Check simulations

This module implements functions that do some quality check on the model simulation results.

check_for_negative_concentrations(data_df: DataFrame, quant_type: str, threshold: float = -1e-08)

Checks if all concentrations are higher than the given threshold. The idea is to make sure that there are no negative concentrations.

Parameters
  • data_df – a pandas dataframe with a concentrations or concentrations_unscaled column.

  • quant_type – which quantity to extract: “flux_rel”, “flux_abs”, “conc_rel”, “conc_abs”.

  • threshold – value to use to check if the concentrations are higher than that.

Returns

None

get_non_converging_models(conc_df_interp: DataFrame, n_models: int, met_names: list, quant_type: str, rel_tol: float = 0.005) list

Goes through every model and every metabolite time course, gets the last three time points in the simulation and checks if the difference between each pair of concentration values is greater than last_concentration_value*rel_tol, where the relative tolerance is defined by the user. If this is false, the model is considered to not converge.

Parameters
  • conc_df_interp – dataframe with the interpolated concentrations.

  • n_models – number of models in the dataframe.

  • met_names – name of all metabolites.

  • quant_type – which quantity to extract: “flux_rel”, “flux_abs”, “conc_rel”, “conc_abs”.
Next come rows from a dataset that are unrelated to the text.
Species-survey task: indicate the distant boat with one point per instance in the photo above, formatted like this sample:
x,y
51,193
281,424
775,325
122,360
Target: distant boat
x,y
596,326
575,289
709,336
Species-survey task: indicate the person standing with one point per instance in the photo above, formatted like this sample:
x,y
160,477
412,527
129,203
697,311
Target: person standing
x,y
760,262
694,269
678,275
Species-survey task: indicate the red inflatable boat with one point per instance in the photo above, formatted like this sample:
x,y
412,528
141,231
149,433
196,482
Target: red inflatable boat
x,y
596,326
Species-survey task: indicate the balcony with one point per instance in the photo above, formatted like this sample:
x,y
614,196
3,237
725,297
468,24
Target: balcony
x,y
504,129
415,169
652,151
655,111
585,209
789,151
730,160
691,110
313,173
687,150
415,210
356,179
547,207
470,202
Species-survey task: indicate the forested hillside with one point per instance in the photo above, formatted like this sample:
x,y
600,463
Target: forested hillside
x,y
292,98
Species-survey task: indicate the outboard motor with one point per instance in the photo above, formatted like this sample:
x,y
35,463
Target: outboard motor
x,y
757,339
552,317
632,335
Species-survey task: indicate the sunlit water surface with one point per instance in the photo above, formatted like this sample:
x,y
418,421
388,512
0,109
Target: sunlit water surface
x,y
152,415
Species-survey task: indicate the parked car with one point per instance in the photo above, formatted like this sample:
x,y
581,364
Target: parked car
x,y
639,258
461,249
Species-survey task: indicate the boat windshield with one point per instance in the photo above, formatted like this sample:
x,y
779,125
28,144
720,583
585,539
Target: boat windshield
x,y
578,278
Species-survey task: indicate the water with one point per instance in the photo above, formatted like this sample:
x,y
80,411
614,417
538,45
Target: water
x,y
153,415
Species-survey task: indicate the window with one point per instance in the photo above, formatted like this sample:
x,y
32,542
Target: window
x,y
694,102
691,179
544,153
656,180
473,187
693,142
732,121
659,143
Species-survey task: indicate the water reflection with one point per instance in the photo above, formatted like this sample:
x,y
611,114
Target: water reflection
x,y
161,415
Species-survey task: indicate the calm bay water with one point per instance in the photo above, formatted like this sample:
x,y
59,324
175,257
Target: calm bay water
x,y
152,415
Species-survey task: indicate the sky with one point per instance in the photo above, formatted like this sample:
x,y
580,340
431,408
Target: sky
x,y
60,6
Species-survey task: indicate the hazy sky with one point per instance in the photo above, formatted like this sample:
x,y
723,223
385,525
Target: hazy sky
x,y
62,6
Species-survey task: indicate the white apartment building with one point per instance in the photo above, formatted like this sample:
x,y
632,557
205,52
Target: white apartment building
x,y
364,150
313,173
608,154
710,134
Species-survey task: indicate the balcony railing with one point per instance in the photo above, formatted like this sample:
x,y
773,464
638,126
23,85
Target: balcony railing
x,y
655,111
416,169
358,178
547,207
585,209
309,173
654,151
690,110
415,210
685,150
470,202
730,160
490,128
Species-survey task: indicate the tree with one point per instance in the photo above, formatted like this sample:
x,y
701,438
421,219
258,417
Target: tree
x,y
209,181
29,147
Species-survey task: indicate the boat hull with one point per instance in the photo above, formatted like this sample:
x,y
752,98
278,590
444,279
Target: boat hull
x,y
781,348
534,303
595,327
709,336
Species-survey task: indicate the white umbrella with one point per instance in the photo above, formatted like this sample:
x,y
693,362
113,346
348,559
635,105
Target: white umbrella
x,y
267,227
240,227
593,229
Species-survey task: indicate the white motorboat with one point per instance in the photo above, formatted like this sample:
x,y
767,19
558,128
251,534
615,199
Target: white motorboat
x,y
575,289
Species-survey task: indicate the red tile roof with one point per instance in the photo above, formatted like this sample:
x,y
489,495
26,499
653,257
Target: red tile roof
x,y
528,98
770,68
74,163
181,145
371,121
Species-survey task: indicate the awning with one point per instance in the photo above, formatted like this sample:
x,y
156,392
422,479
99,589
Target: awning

  • rel_tol – relative tolerance to use when checking if the model is converging.

Returns

A list with all model numbers that are considered to not converge.

remove_models(conc_df: DataFrame, flux_df: DataFrame, model_list: list) tuple

Removes all models in model_list from concentration and flux dataframes.

Parameters
  • conc_df – dataframe with metabolite concentrations.

  • flux_df – dataframe with reactions flux values.

  • model_list – list of models to be removed from dataframes.

Returns

The concentration and flux dataframes with models in model_list removed.